Марьяшка вплотную придвинулась к нему, сложила на груди руки, заглянула внимательно долгим взглядом в глаза Кучукову, бесстыже и просто сказала:

— С таким ни разу не спала, верное слово.

Напуская на себя строгий вид, Селезнёв заявил:

— Ну, ты не очень. Не полагается. Они — на манер казённого имущества: обязаны в сохранности доставить по месту назначения.

— От меня не убудет. Сама я с вами, с непутёвыми, казённой стала. — Она ловко стала убирать посуду со стола, смела крошки, придвинула к нам ноздреватые и пышные шаньги, треску.

— Чем богата, не побрезгуйте… Ай самовар поставить?

От чая и угощения мы отказались: пора было выезжать.

Марьяшка стала у притолоки, оглядывала нас весёлым, открытым взглядом. Провожая, хлопнула Кучукова по спине.

— Оставайся, парень, на ночку! И денег с тебя не возьму. Очень нос у тебя долгий.

Кучуков любезно ответил:

— Представьте, такое несчастье, не могу.

Мы выехали из посада к часу дня. С похмелья конвойные угрюмо молчали, но на морозе повеселели. Селезнёв подсел ко мне, по-обычному начал пространно рассуждать:

— Ну, что вы с этим народом поделаете! Ровным счётом ничего не поделаете с ним. Случись проверка — не миновать суда. Прямо сказать, не народ, а разбойники с большой дороги. Ты им только дай волю, они покажут тебе кузькину мать, они тебе наделают искурсий разных.
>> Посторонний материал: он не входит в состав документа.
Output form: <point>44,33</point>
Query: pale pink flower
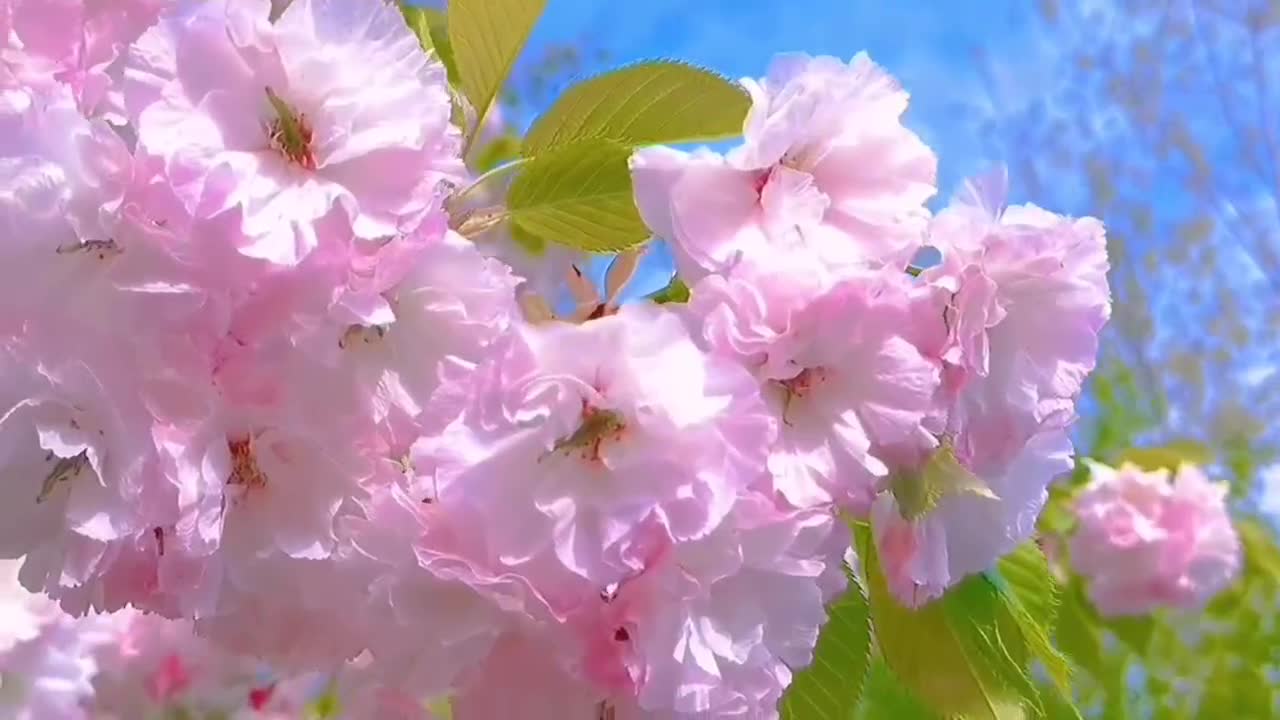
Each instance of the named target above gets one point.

Нет, их в рукавицах в ежовых держать надо… И подтяну, во как подтяну. Дружба дружбой, а служба службой, верно я говорю?

Я сказал, что верно-то верно, но что он, Селезнёв, и сам не отстаёт от своих сослуживцев.

— Я-то, — ответил он с изумлением и даже с негодованием, — я-то? Да неужто их одних можно пустить шастать по посадам? Никак невозможно это. За ними больше, чем за арестантами, смотреть надо. Отпустите их одних, они такой… церемониальный марш устроят, что звёзды на небе попрячутся, — однова дыхнуть. Их не то что утром — на третий день не сыскать. Вы про то думаете, что я с ними хожу, дак я это единственно для порядка. Слов нет, иным разом выпьешь, побалуешься, — это уж как есть, но только за ними обязательно надзор нужен. При ихней необразованной отчаянности они сокрушить могут всё, как вельзевулы какие. Я их скрозь вижу; я, может быть, сто пудов соли с ними съел, потому есть я сверхсрочный и даже награждение имею за японскую войну.

В этапное помещение партия приехала с большим опозданием. Селезнёв старательно распоряжался, потребовал, чтобы хозяйка подмела пол, жарче натопила печь, но после обеда стал задумчив, долго сидел на лавке, снимал и надевал очки, курил одну за другой вонючие папиросы, наконец заявил, ни к кому не обращаясь:

— Пойти сходить к старосте поговорить о подводах на завтрашний день. Вы, ребята, сидите без отлучки, я разом.

Когда он ушёл, Настюхин мрачно заметил:

— Сказал, что пошёл к старосте, а бумаг с собой не взял.

— Знаем, какие подводы ему занадобились, — в тон ему прибавил Нефёдов.

Наступило тяжёлое молчание.

— Что-то жарко, и к чему так накалили печь, не погулять ли по посаду? — нерешительно предложил Настюхин.

Китаев с готовностью отозвался:

— Пойдём пошляемся, ночь-то велика.

Они оделись и ушли. Нефёдов, державший караул, долго и бесцельно возился с винтовкой, оглушительно вздыхал, икал, расковырял до крови прыщ на щеке, потом подошёл к Панкратову, солдатику с бледным, худым лицом и с такой тонкой шеей, что в вороте его мундира свободно умещался и его подбородок.